The idea of a “tip jar” on blogs and other content sites to help bring in a few extra dollars has been around for years. Donations and payouts are generally made through PayPal, and there are a number of plugins for various blogging platforms to make the process easier.
New Y Combinator startup TipJoy is designed to make it even easier to get people to click that tip button. Readers are not required to create an account or have a PayPal account to leave a tip, so there is little friction to them getting started. If they want to leave a tip they just click the button and type in their email address. I’ve added a tip button below to show how it works – any money we receive we’ll be distributing back to other bloggers who add the button, and/or donating to charity.
If you leave a tip as a new user, you start to build up an account debit. You can eventually pay that off via PayPal (TipJoy keeps
2% 3%), although no one comes after you if you choose to skip out on the bill. You can also start to ask for tips on your own site, and anything people leave for you offsets what you’ve given to others.
The TipJoy site shows popular sites that have received a lot of tips, and you can also send any URL or email a tip directly as well. As a tipper, you can choose the amount you’d like to tip by default (starting at ten cents). Then, every time you click the tip button on a participating site, that amount is added to your bill.

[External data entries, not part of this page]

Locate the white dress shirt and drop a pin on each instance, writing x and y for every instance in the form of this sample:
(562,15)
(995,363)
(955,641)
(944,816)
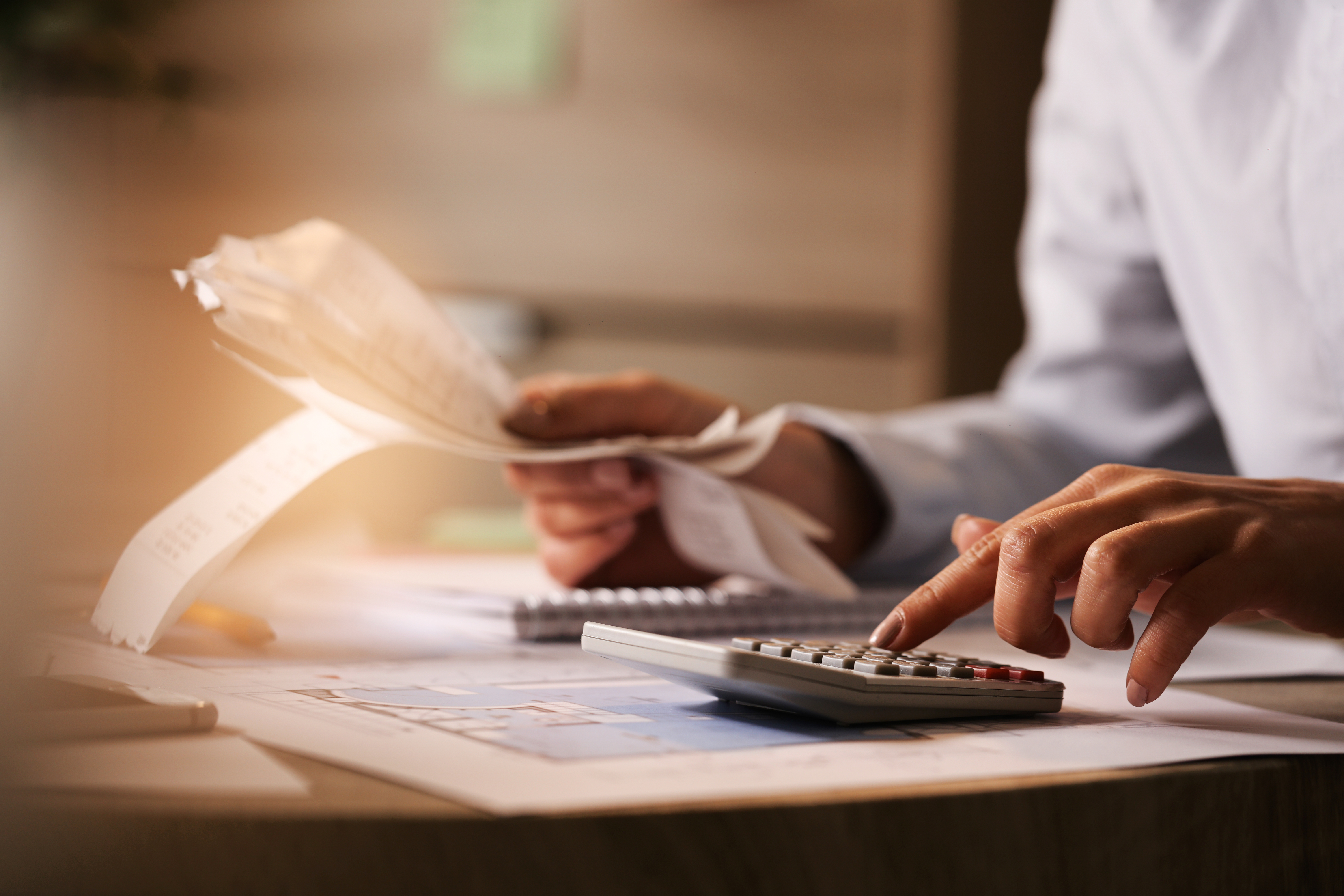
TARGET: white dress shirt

If you want to cash out of your tips you can choose to either receive an Amazon gift card or donate the amount to charity. For now, you can’t receive cash since the company wants to avoid becoming a regulated money transfer service. In the FAQs they suggest they’ll be adding this functionality eventually.
I like the service because it creates a network around the idea of tipping for content. Users are both tippers and tippees, keeping a balance that they pay off eventually. I also like the fact that people don’t have to pay off that bill. It creates an interesting psychology where people find it very, very easy to leave the tip, and then may feel guilted into paying off the bill. At the very least, TipJoy is an interesting human psychology experiment.
The service has a number of options for integrating buttons and graphics on to the site. I imagine they’ll be adding plug-ins and other tools as well over time.